For those who are interested, I was hanging out with a series of quartos and manuscripts whilst I was there, along with a 1910 edition of Rowley’s All’s Lost by Lust. I saw an octavo from 1657 of Women Beware Women, the 1653 Changeling, The Birth of Merlin (1662), All’s Lost by Lust (1633), and the title pages for the 1625 printings of A Game at Chess. And I got to handle the Archdall and Rosenbach manuscripts of A Game at Chess. I only had two days, so I had to work pretty quickly, but I’m hoping to come back and spend a lot more time in the future (i.e., dear Folger, please give me a fellowship someday!). 

I’m sure the novelty will wear off after a while, but it’s my first time, so I’m going to gush a little. I touched paper that Thomas Middleton and Ralph Crane also touched!!! The ink from the pens that were in there hands was under my hands. It was almost religious. 

I also had a total nerd-gasm over Ralph Crane’s handwriting. It’s just so pretty. You can totally tell he was a professional scribe (especially when his writing is juxtaposed against Middleton’s slightly less legible writing, as it is in the Archdall manuscript. What amazed me most, however, was how different actually sitting in a room with these textual witnesses was to reading about them and seeing facsimiles or photos in books like Grace Ioppolo’s  (Dramatists and their Manuscripts in the Age of Shakespeare, Jonson, Middleton and Heywood, which, regardless, I highly recommend to anyone interested in the subject!). It’s not that I don’t believe her when she says that Crane is rather more fond of the colon than Middleton, but there’s something about seeing it firsthand, about making notes and realising that pattern for oneself. And I haven’t even mentioned my joy at finding that I wasn’t completely terrible at palaeography! I did cheat a little–I had T.H. Howard-Hill’s transcription of the Trinity manuscript to hand. 

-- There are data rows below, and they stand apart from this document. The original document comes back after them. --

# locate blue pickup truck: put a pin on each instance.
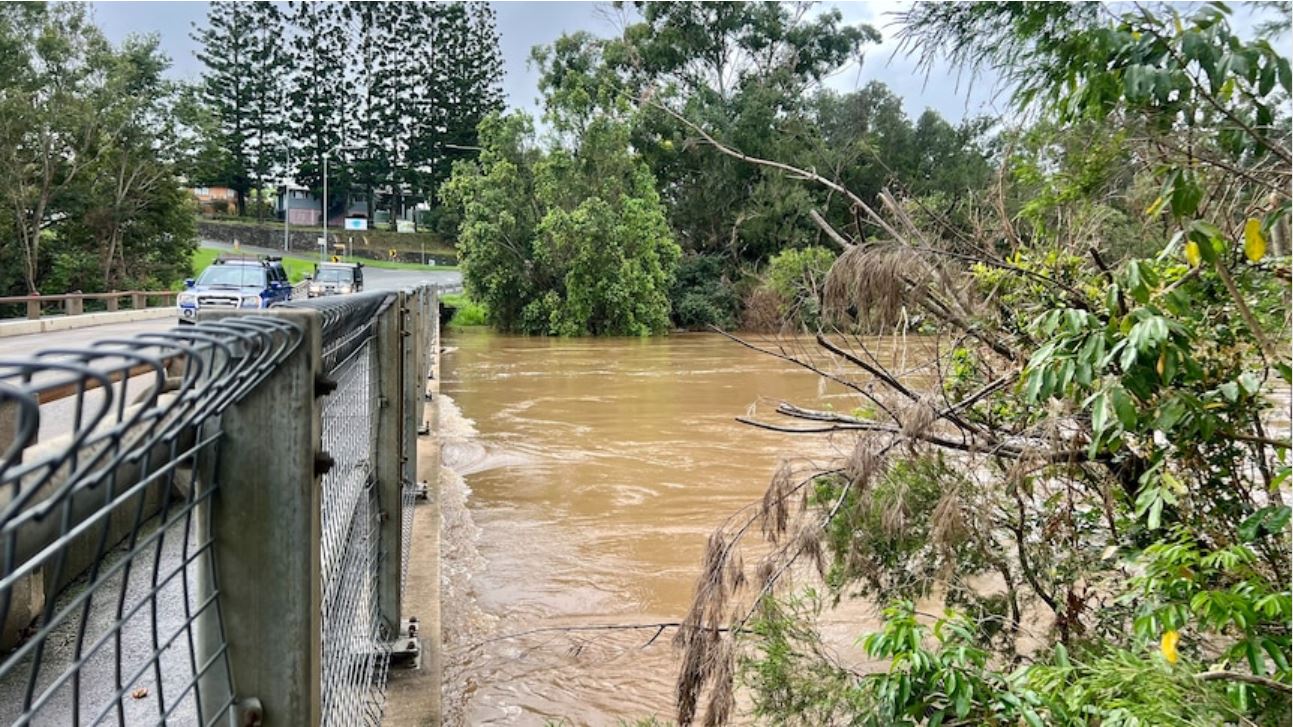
(234, 282)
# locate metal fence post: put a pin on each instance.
(389, 466)
(265, 524)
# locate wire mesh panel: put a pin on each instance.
(356, 648)
(102, 450)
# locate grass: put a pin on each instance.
(396, 264)
(467, 312)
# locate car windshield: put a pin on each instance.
(233, 276)
(332, 276)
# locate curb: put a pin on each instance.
(83, 321)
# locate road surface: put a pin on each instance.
(374, 278)
(57, 417)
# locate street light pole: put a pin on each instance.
(287, 183)
(323, 207)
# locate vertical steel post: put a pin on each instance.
(389, 467)
(264, 520)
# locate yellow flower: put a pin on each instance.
(1254, 242)
(1192, 252)
(1168, 646)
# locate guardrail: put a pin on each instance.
(213, 525)
(74, 303)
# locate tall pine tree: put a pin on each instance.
(226, 52)
(322, 97)
(267, 89)
(463, 78)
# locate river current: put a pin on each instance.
(582, 480)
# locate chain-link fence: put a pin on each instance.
(212, 519)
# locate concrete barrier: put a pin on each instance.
(22, 327)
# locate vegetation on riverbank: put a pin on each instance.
(467, 312)
(89, 195)
(1084, 488)
(726, 64)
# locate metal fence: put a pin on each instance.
(211, 524)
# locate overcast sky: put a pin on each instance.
(524, 25)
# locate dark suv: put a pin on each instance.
(335, 278)
(234, 282)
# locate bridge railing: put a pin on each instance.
(212, 527)
(74, 303)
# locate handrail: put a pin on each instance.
(74, 303)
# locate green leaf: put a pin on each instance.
(1124, 408)
(1099, 413)
(1169, 413)
(1256, 659)
(1155, 514)
(1186, 197)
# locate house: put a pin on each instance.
(301, 207)
(215, 199)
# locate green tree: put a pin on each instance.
(463, 74)
(322, 97)
(566, 242)
(242, 49)
(1100, 446)
(91, 195)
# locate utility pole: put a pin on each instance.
(287, 183)
(323, 207)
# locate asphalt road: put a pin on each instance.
(374, 278)
(136, 646)
(57, 417)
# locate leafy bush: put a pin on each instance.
(467, 312)
(702, 296)
(797, 276)
(563, 242)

The work also got me thinking about and feeling grateful for all of the people who spent time figuring these things out and transcribing them and making guides for how to read secretary hand (seriously, thank you to those people). I then went on a thought-tangent about my own handwriting, which is somewhere between cursive and printing (as I suspect most modern hands are). Handwriting is starting to be phased out of schools at the very moment: the focus has shifted (perhaps rightly?) to typing skills. Will the people of the future “discover” our handwritten documents, in what we consider perfectly legible handwriting, and find themselves critiquing minutiae of “minuscules and majuscules”? Already there are children and teenagers who can’t read cursive script; I have to be conscious to print when I’m teaching and hand-writing feedback. But, like all tangents, this discussion isn’t really going anywhere. It’s just something I thought about whilst deciphering what, to a 17th-century reader, was probably perfectly legible handwriting. 


And so, although I didn’t “discover” anything new, I certainly have a lot more information, and a lot more detail, than I had before I went. And now I completely understand why my lovely supervisors insisted that I should see these documents first-hand if I was planning to include some textual studies in my dissertation.